Showing posts with label Miscellaneous. Show all posts
Showing posts with label Miscellaneous. Show all posts

Tuesday, February 27, 2007

The Sound of One Hand Slapping my Forehead

I've been busy working on my white still-life. Sunday's breakthrough involved the realization that I had to put some honest-to-goodness color in the highlights. It's tempting to just use pure white and nothing else for those really bright points of light, but sometimes you need an appreciable dose of alizarin or cobalt blue or cadmium orange in there, too. (Any veteran painters reading this are probably thinking, "Duh, Sharon.") Anyway, I hope to finish up within a week, and should be posting an image before too long.

In the meantime, here is a little inspirational reading material, courtesy of NPR and Wayne Coyne of the Flaming Lips.

Thursday, February 1, 2007

Signs

I found Jonathan Lethem's article, a different take on the idea of plagarism, very enjoyable. You can find it here:
http://www.harpers.org/TheEcstasyOfInfluence.html
I especially enjoyed the section called "Surrounded by Signs," in which this sentence appears: "We're surrounded by signs; our imperative is to ignore none of them." (An idea borrowed from from Steve Erickson's novel Our Ecstatic Days.)

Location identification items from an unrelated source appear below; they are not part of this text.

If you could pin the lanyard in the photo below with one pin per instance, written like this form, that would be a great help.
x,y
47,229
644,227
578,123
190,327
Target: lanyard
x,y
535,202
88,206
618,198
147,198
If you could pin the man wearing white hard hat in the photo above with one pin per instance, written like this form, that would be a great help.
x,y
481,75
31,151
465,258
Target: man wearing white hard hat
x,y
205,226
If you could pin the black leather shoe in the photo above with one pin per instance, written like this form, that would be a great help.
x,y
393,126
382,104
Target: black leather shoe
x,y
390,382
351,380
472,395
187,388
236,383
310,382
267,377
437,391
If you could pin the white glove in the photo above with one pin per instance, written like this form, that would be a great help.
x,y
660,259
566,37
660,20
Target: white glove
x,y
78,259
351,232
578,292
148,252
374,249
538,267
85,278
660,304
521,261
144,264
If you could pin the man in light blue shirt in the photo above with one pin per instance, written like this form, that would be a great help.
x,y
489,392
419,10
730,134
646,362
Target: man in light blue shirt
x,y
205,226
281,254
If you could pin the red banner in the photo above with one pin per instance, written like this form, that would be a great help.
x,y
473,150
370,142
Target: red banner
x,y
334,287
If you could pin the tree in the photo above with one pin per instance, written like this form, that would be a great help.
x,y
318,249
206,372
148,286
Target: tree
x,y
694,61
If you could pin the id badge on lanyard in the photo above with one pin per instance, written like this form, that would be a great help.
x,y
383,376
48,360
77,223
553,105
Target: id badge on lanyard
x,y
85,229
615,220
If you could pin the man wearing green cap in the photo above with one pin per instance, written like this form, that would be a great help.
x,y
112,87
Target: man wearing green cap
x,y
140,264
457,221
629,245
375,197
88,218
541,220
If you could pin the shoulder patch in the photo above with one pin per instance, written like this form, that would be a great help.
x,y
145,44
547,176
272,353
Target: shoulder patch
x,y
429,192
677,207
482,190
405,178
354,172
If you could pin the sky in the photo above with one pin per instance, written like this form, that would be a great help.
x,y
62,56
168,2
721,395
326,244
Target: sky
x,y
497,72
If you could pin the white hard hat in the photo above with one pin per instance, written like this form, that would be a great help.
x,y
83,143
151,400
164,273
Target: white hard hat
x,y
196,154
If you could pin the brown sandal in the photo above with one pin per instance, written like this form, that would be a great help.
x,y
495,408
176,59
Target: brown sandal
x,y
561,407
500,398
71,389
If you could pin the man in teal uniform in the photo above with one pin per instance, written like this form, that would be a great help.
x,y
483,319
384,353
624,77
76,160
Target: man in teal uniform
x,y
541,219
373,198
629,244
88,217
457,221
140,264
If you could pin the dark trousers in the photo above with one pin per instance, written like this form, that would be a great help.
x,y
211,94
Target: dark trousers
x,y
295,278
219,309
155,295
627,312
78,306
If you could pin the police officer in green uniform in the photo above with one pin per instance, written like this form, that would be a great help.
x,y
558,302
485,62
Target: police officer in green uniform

This brings to mind Italo Calvino's story "A Sign in Space," in which our narrator describes how he made the first sign ever to exist in space:
"...It's easy for you young ones to talk, but in that period I didn't have any examples to follow, I couldn't say I'll make it the same or I'll make it different, there were no things to copy, nobody knew what a line was, straight or curved, or even a dot, or a protuberance or a cavity. I conceived the idea of making a sign, that's true enough, or rather, I conceived the idea of considering a sign a something that I felt like making, so when, at that point in space and not in another, I made something, meaning to make it a sign, it turned out that I really had made a sign, after all." It soon comes to pass that another space traveller starts following behind, and confounding things by making his own space graffiti, and erasing the inspired handiwork of the narrator.

I think Lethem is correct in observing that many artists - any discipline - fail to acknowledge the degree to which they are influenced by other artists and the culture as a whole, instead attributing their work to some private, inner spring of inspiration. As he points out, many artists are drawn to their pursuits first by falling in love with the art... someone else's creation. I find that comforting. It makes the whole thing seem a little less solitary.